Réensauvager le monde
Déplorant le recul de la nature face à l’homme, le documentariste anglais expose sa solution dans un nouvel essai : rendre à la planète un peu de l’espace que l’humanité lui a pris.
Une vie sur notre planète commence à Prypiat, en Ukraine, ancienne cité modèle de l’ex-URSS. Aujourd’hui, c’est une ville fantôme, abandonnée par ses habitants. Le 26 avril 1986, la centrale de Tchernobyl a explosé à quelques encablures. « Cela a souvent été qualifié de pire catastrophe environnementale de l’histoire. Ce n’est pas exact, écrit David Attenborough. La véritable tragédie de notre temps [est] le déclin accéléré de la biodiversité. » Le grand documentariste anglais a fait de la défense de la faune et de la flore – souvent reléguée au second plan des négociations sur le climat – le coeur de sa thèse : pour sauver la planète, il faut rendre à la nature un peu de l’espace que l’humanité lui a pris.

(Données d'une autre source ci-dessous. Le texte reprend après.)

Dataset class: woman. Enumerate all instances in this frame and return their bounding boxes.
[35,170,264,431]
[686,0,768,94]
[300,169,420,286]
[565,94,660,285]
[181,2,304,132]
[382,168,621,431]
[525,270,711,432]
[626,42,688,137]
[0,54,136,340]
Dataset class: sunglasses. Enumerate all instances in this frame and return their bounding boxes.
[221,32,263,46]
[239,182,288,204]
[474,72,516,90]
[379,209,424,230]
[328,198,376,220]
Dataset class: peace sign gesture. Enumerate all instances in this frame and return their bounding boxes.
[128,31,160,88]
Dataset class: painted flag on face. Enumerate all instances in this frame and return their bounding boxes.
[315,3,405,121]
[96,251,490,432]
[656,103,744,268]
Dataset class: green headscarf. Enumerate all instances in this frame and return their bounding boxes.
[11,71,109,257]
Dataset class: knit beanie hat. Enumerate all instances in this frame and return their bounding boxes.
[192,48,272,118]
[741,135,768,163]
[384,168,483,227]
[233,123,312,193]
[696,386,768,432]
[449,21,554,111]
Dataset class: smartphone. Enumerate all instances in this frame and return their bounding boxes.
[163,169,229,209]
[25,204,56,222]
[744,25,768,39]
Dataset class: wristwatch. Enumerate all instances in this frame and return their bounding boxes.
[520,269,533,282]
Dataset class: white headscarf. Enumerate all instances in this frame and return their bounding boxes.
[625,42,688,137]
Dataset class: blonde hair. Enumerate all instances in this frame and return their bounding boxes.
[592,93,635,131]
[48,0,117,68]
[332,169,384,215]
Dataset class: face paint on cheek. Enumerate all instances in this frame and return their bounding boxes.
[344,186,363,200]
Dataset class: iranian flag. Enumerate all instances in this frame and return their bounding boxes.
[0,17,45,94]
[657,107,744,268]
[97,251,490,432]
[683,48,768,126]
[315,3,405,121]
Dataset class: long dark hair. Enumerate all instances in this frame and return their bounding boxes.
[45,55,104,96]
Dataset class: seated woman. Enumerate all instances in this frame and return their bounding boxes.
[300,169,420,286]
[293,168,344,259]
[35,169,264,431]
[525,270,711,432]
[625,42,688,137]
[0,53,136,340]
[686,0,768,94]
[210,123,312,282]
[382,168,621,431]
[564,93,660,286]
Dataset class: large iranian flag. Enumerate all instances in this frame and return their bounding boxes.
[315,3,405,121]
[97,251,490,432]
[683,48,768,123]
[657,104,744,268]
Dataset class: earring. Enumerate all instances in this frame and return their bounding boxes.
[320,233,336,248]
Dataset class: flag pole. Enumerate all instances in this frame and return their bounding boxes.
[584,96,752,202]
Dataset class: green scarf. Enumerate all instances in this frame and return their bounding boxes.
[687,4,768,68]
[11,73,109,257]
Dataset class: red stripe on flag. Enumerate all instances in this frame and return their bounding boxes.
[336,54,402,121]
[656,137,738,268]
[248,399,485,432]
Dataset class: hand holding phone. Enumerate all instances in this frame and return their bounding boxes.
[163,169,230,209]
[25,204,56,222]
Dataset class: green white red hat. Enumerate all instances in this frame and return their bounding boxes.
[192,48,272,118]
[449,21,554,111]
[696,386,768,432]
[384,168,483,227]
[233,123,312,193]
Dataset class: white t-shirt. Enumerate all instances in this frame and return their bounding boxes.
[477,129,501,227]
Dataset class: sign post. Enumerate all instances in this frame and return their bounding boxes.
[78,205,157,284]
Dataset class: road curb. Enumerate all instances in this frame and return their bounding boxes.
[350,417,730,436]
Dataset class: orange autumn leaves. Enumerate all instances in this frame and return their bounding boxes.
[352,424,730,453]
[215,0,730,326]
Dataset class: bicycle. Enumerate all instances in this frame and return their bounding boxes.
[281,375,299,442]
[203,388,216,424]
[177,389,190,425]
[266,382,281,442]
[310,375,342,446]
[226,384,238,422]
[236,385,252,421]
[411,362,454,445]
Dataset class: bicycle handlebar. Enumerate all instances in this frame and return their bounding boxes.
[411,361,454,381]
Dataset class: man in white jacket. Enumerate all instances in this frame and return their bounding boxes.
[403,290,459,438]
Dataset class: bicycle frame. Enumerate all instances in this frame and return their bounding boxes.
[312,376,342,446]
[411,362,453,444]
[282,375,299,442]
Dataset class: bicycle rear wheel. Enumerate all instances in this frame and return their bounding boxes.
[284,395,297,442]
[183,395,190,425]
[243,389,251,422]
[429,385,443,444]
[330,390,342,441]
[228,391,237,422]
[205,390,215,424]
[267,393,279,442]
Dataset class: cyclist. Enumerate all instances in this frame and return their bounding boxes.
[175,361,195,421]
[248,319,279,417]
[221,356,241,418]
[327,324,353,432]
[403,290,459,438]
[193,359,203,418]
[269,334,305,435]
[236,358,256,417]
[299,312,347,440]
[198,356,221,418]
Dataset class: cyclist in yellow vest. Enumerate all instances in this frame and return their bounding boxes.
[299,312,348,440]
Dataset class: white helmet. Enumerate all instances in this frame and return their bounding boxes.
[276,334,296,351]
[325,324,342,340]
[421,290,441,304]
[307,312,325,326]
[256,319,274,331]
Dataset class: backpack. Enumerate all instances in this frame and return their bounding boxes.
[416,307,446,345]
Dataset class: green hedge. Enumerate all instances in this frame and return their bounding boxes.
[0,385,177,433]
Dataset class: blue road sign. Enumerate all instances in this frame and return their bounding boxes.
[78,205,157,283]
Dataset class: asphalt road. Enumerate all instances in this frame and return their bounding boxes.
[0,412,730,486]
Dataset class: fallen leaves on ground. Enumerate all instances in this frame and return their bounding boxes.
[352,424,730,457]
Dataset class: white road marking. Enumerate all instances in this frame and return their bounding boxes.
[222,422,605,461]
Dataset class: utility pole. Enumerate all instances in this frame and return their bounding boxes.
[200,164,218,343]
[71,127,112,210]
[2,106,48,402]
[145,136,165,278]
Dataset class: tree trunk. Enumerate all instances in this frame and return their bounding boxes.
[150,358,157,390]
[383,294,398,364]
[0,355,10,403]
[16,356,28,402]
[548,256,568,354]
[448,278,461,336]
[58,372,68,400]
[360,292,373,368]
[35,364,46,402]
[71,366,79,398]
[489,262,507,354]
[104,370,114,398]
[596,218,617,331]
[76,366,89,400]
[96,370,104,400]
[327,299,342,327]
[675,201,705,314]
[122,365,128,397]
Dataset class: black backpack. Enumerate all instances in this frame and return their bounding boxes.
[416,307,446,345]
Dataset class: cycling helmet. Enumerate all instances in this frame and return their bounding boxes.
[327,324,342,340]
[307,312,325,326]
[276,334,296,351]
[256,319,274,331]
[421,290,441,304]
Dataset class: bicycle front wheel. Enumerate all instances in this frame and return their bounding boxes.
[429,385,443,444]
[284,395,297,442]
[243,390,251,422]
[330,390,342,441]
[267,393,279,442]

Icône naturaliste, voix off ultra-célèbre, figure de l’écologie, Attenborough est l’homme de télévision le plus populaire au monde et la personne préférée des Anglais après la reine. Au cours de ses soixante ans de carrière à la BBC, il révolutionne le documentaire et fait découvrir la vie sauvage à des millions de téléspectateurs. Pour Life on Earth, diffusée à partir de 1979, il visite 39 pays, filme 650 espèces, parcourt 2,5 millions de kilomètres. L’émission sera visionnée par 500 millions de personnes dans 100 pays. Il croisera la route de Dian Fossey et des gorilles des montagnes, contribuera à l’interdiction de la chasse à la baleine, filmera la fonte des pôles. Greta Thunberg dit avoir été sensibilisée à l’environnement en partie grâce à ses films.
À 94 ans, son histoire est mêlée au désastre écologique. « Je suis né dans un autre temps, écrit-il, pendant l’Holocène (12 000 ans de stabilité climatique), et je vais le quitter pendant l’Anthropocène, l’ère des êtres humains. En fait, il se pourrait qu’elle soit la période la plus brève de l’histoire géologique, et qu’elle se termine avec la disparition définitive de la civilisation humaine. »
De 1937 à 2020, la population mondiale est passée de 2,3 à 7,8 milliards, le CO2 dans l’atmosphère a doublé et la température moyenne a augmenté de 1 °C. Selon WWF, la population d’animaux sauvages a diminué des deux tiers en moins de cinquante ans. Cette accélération mène à un déclin d’ici à 2100 : disparition de l’Amazonie, montée des eaux, fonte du pergélisol, acidification des océans, crise humanitaire et migrations majeures.
« TOUS COUPABLES »
« Nous sommes tous coupables, admet Attenborough, mais il faut reconnaître que ce n’est pas notre faute », car la prise de conscience est récente, selon lui. Contrairement aux pessimistes, il estime qu’il « existe une alternative viable » : l’homme doit « réensauvager le monde ». Pour cela, il faut partager l’espace, créer des zones de non-pêche, passer à un régime végétarien et mettre un terme à la déforestation. Lenaturaliste ne prône pas le retour à une nature idéalisée mais une coexistence plus harmonieuse entre l’homme et la nature.
David Attenborough n’est ni collapsologue ni décroissant : il compte sur le progrès technologique et sur les énergies propres, et promeut une croissance qui prenne en compte l’impact écologique et le bienêtre humain. Pour stopper la progression démographique (un pic à 11 milliards est prévu pour 2100), il défend un néomalthusianisme qui passerait par une scolarité plus longue pour les filles. Il court encore les congrès internationaux afin de persuader les puissants d’impulser des changements. Son essai s’achève où il a commencé, à Prypiat. Les arbres et les animaux sauvages ont envahi la ville. Un phénomène décrit dans le documentaire L’Année où la Terre a changé : avec la moitié de l’humanité confinée, la nature s’est déconfinée.